RFC: A proposal for a Clang-based service architecture

Greetings all!

What follows is a fairly lengthy and detailed design document for a proposed persistent Clang server (or clangd in unix-terms) to serve as infrastructure for increasingly advanced and interactive C++ tools. It should generalize and build upon libclang, and will allow us to effectively target Vim, Emacs, and other editors. This is something we’re planning to pursue in the near term, so I’d appreciate any and all feedback.

Here is a Google Docs link you can use to view and comment on the proposal:
https://docs.google.com/document/d/1kNv2jJK0I0JGnxJxU6w5lUOlrIBoecU4fi9d_o5e2-c/edit

Its interim home is on github here, where you can see the history and the actual rest version in all its glory:
https://github.com/chandlerc/llvm-designs/blob/master/ClangService.rst

I’ve also attached the text for email-based comments.

Thanks!
-Chandler

ClangService.rst.txt (17.9 KB)

Hi Chandler,

I really like the proposal.
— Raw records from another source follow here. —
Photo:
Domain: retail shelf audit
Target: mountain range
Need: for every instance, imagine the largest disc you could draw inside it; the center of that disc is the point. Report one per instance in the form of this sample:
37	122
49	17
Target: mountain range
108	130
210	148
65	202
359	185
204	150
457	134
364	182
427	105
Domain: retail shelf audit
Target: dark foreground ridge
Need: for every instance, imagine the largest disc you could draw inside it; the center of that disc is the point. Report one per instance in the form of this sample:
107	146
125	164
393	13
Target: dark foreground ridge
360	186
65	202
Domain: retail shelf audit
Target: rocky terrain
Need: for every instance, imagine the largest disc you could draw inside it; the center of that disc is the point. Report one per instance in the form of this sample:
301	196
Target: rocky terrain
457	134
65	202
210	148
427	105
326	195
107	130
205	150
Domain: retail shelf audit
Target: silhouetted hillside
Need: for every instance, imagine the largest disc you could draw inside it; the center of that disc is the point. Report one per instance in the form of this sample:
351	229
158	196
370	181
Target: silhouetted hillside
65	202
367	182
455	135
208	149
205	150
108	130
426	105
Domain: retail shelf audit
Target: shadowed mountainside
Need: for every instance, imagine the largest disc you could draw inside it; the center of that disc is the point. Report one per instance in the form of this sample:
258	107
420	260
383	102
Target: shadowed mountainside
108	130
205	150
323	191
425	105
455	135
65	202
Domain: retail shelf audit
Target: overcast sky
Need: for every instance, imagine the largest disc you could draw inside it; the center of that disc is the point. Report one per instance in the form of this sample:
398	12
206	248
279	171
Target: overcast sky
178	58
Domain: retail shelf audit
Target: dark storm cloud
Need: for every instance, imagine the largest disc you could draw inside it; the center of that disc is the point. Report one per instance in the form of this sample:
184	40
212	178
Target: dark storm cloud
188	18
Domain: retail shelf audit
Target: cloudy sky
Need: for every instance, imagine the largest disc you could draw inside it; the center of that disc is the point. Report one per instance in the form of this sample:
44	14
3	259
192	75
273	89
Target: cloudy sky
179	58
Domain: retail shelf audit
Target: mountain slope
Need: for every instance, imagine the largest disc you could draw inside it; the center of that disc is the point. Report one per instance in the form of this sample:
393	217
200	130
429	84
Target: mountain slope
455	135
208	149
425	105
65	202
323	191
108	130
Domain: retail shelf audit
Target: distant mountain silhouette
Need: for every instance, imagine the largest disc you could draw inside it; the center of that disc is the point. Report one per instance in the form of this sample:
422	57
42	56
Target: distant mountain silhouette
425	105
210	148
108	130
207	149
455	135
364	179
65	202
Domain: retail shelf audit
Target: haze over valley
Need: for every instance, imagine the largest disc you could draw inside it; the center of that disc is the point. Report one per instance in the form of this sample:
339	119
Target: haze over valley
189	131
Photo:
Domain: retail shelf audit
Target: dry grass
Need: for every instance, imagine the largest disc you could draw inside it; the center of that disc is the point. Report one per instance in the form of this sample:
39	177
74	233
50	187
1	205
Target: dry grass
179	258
Thanks a lot for going into this direction.

I have one question:

You want to implement a binary compatible interface of libclang, but at the same time you plan to provide only a subset of libclang.
This might cause a conflict, as it will not allow an editor to use both libclang for the cursor interface and the persistent clang server for the services it already supports. Is there a reason people may want to implement something like this and should we make sure it is supported?
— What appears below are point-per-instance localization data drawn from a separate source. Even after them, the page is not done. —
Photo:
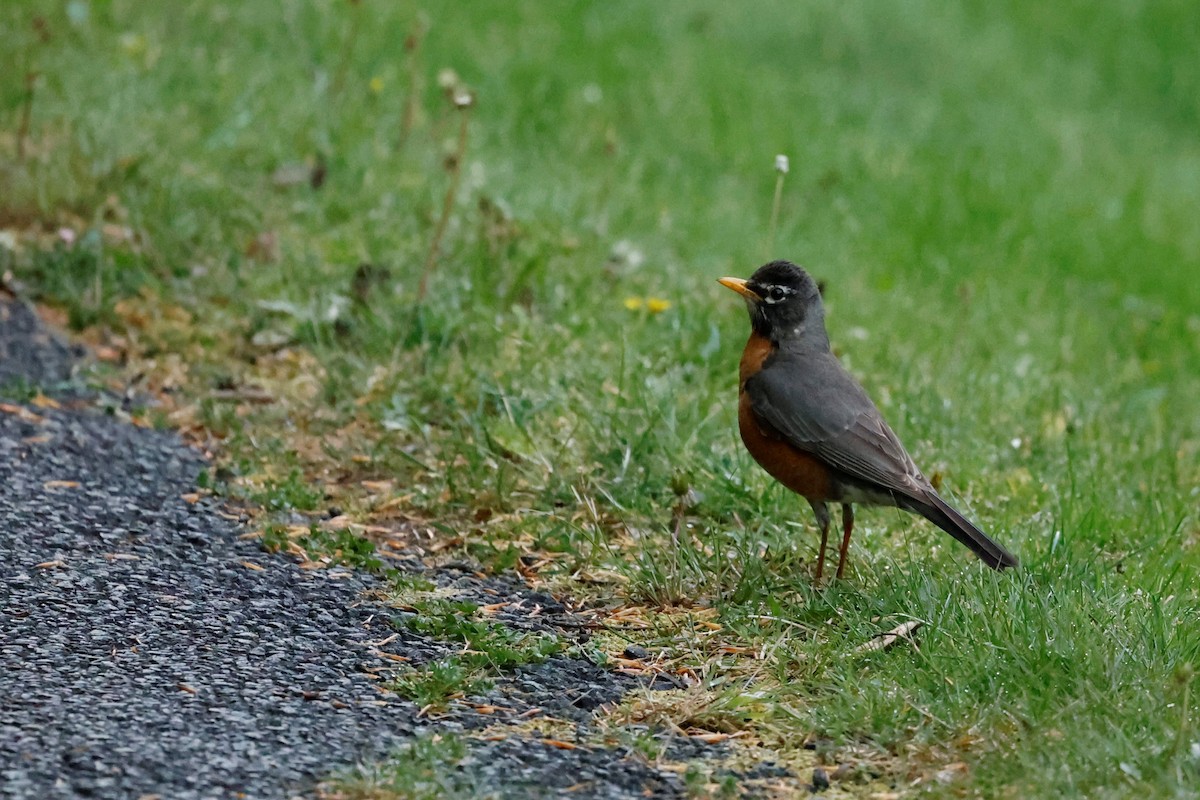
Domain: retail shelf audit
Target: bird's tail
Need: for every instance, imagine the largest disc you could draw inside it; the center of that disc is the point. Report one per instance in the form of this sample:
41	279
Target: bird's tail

Otherwise I really like the direction this is going. Especially continuing the use of libclang and the python interfaces will allow tools like the vim clang_complete to move to this new service easily.
I will point the clang_complete guys to this proposal.

Cheers
Tobi

This is a very interesting proposal. We have been thinking about
something like this for a while.

I would like to recommend the addition of indexing somehow. What I'd
like is, given a file/line/column number, to retrieve the lexical and
static semantics of the token at the location. The
filename/line/column number is essentially the content of the Cursor,
I think.

It might also be interesting to retrieve a comment, if the specified
location lands in a comment, but I'm not sure I know how libclang
handles comments. I haven't seen comment handling in the libclang
documentation.

This is a very interesting proposal. We have been thinking about
something like this for a while.

I would like to recommend the addition of indexing somehow. What I’d
like is, given a file/line/column number, to retrieve the lexical and
static semantics of the token at the location. The
filename/line/column number is essentially the content of the Cursor,
I think.

This is definitely something we want to enable through this service, but currently the service is more about enabling the infrastructure, than about defining exactly what pieces we’ll want to build for it later. Makes sense?

Cheers,
/Manuel

That is completely sensible. I'll be watching this space with great interest.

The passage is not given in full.